In February, Duke Energy announced it was shutting down the reactor at its Crystal River power station in Florida after workers discovered a crack in the containment dome. The crack was created during efforts to replace a critical component of the reactor system that transfers heat to water in order to generate steam for the plant's turbines.
In early May, the utility Dominion shuttered its single-reactor Kewaunee nuclear plant in Carleton, Wis., a casualty of cheaper sources of electricity and an inability to build additional reactors to take advantage of what the company called economies of scale.
"Nuclear economics is tenuous at best," Mr. Lochbaum says. "If you do everything right, you can make money at this. But if you stumble, there's a big price to pay, and not just from a Fukushima-type tragedy."
Financial setbacks can take their toll as well, he says, whether a setback comes from lost business or from hardware failures or human error that sets the stage for costly repairs.
In announcing San Onofre's closure Friday, Ted Craver, Southern California Edison's chairman and chief executive officer, noted that the station has been generating electricity for more than 40 years, "but we have concluded that the continuing uncertainty about when or if SONGS might return to service was not good for our customers, our investors, or the need to plan for our region's long-term electricity needs."
The utility first broke ground on SONGS in 1964. The plant initially hosted one nuclear reactor. Two more were added and came on line in 1983 and '84. Since then, the plant's first reactor was decomissioned, leaving units 2 and 3 to help power southern California's voracious demand for energy.

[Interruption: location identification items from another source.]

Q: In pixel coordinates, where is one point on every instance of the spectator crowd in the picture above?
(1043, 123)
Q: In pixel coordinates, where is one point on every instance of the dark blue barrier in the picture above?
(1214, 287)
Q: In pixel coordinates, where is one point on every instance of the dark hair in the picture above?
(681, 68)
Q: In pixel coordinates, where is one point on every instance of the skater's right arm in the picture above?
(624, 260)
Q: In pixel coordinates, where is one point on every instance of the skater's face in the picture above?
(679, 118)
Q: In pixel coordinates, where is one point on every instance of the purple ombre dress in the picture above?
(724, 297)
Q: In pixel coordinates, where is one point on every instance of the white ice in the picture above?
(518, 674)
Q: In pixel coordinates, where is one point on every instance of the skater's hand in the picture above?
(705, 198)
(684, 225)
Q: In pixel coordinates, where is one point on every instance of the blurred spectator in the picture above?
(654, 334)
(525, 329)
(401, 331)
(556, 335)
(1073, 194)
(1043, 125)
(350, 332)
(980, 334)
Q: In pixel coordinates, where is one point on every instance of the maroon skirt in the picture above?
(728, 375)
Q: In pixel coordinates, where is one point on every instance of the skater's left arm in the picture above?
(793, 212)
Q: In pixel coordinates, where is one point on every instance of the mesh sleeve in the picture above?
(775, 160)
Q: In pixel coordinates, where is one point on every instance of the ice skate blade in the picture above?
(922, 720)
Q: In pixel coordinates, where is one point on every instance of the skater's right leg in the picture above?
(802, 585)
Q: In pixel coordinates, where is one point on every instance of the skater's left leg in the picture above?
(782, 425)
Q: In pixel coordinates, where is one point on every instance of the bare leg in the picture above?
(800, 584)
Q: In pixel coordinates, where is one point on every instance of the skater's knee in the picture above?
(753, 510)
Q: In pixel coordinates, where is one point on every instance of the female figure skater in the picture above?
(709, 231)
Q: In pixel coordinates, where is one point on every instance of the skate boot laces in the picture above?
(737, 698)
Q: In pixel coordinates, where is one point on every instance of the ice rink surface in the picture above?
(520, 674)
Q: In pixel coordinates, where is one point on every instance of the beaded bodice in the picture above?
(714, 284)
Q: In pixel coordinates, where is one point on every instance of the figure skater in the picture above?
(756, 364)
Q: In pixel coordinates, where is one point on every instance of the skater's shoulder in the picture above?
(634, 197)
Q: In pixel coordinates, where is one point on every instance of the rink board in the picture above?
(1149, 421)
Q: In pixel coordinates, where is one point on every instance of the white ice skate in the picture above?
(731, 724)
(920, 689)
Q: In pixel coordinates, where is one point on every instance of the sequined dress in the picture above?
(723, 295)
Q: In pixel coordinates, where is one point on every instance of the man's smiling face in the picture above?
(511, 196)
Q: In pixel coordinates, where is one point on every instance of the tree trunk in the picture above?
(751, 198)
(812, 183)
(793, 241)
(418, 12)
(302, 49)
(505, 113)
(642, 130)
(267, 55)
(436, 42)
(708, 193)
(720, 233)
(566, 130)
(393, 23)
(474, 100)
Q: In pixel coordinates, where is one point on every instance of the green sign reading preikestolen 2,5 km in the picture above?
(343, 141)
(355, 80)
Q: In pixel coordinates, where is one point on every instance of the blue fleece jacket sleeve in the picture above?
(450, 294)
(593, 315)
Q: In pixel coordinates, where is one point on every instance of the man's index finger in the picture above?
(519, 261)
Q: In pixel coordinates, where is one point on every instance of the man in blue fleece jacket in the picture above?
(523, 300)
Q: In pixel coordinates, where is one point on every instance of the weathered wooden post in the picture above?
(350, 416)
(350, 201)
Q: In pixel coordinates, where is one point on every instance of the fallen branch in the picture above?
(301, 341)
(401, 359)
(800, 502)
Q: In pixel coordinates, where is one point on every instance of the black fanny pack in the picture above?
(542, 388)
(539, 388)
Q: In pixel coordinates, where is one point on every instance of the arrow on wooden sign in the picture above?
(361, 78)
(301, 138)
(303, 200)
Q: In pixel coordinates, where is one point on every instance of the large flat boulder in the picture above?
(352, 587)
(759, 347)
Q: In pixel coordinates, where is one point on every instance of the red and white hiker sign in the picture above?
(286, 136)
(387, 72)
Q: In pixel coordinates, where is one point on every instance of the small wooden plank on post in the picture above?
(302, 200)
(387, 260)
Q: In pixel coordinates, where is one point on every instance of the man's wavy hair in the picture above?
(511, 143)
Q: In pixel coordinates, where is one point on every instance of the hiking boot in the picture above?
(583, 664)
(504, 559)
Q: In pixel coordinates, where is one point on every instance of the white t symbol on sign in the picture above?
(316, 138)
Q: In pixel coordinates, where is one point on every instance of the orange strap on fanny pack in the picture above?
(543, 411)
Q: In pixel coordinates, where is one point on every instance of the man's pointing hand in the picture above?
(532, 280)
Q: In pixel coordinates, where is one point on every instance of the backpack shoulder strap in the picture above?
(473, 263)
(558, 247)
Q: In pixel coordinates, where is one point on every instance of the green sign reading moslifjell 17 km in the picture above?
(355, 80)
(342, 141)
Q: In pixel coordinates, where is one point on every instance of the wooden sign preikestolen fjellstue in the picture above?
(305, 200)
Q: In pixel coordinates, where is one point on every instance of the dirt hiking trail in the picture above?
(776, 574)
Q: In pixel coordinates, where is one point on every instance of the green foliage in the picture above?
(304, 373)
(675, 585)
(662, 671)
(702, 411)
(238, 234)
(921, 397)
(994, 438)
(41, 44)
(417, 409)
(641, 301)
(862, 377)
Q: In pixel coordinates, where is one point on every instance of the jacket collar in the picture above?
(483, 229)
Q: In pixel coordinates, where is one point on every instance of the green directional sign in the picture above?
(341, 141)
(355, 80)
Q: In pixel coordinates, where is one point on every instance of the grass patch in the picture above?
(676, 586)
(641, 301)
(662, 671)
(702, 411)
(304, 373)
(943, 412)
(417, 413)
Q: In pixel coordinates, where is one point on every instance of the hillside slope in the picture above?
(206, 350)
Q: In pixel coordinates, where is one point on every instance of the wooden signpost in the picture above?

Both units sported relatively new sets of steam generators ? components that along with the reactor sit inside a concrete containment building. The steam generator houses bundles of tubes through which high-pressure, superheated steam from the nuclear reactor flows. Pumps force water past the searingly hot tubes to produce the steam that drives the plant's generators.
In early January 2012, the utility took Unit 2 down for a routine refueling outage. At the end of the month, operators running Unit 3 detected a small leak in a steam generator tube that allowed radioactive steam to mix with the steam sent outside the containment building to the generators.
The utility shut down Unit 3 and began an exhaustive inspection of the steam generators for both reactors. The inspections revealed unexpected wear and tear on a significant proportion of the tubes.